Learning to drive presents its own problems. If you are a student who is learning to drive during the school year, your work load has been tripled and your social life has become non-existent for a while.

You sit in the a classroom, after having spent seven hours already in school, for up to three hours a day, three days a week for three weeks and a day. You have to get in ten hours of driving time, read the Maine state driver’s Manual, and try to maintain your grades in high school.

If you are an A student in advanced classes without a study hall, you quickly learn the meaning of an all-nighter, how little sleep a human can run on, and where you can get that sleep without falling asleep in class. If you have a study hall, you have less to worry about, of course. If you don’t care about your grades you have no worries, but of course we all know that grades are important right?

To get your driving time you schedule on weekdays during time when you might be doing that five page essay due at the end of the week or the calculus homework that you don’t understand or any other bothersome homework. You also schedule on the weekends when you try to play catch up and stay ahead of the homework, squeeze in time with your friends and significant others so they don’t feel neglected. Then there is the important time with your family, particularly if family is visiting from away.

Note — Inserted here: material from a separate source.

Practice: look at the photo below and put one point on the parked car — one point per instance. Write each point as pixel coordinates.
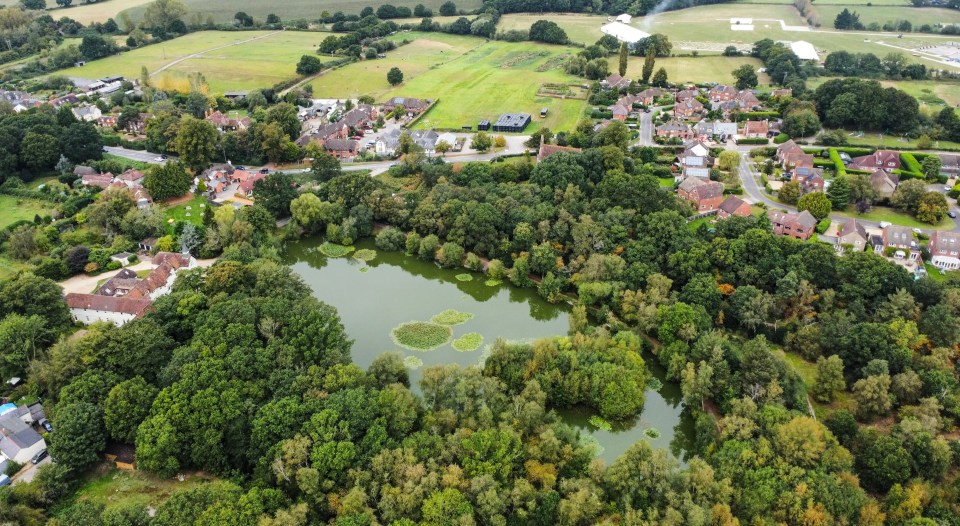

Of course all this bother, mess, pulling of hair, and the gray hair in your parents’ hair that wasn’t there before results in that oh so lovely piece of nice white paper that says you can drive with a responsible adult. Hallelujah! No worries, right? Wrong! Six months later you have to pass with no faults-that all important driving test. Before that you have to get in 35 hours of drive time, five of which are in the dark.

After all that you finally have the freedom to drive. You can get where you need to go when you need to get there. You have an important life skill and a big responsibility for yourself, anyone with you, and others on the road.

Here are some tips to handle this stressful time:

1) Wait until the summer if you can. You will have a lot less stress and will be able to concentrate better on learning how to drive.

2) Prioritize. Figure out what is the most important, second most important, and so on. What really matters? Do you really need to go see that movie when you have homework and driver’s education the next day?

3) Learn time management. Organize and effectively use your time. Is an effective use of your time surfing the net when your math needs to be done? Figure out times when you can do your homework and set aside that time to do it.

4) Leave yourself plenty of time to do your homework. The more time you have to do it, the less stressful it will be.

5) Set aside time to read the manual. It will help you a lot in class and make sure you read it by the time you have the first test. You will do much better.

6) Practice driving in the car you are taking your driver’s test in before going to take the test. The smaller the car, the better for parallel parking and turns.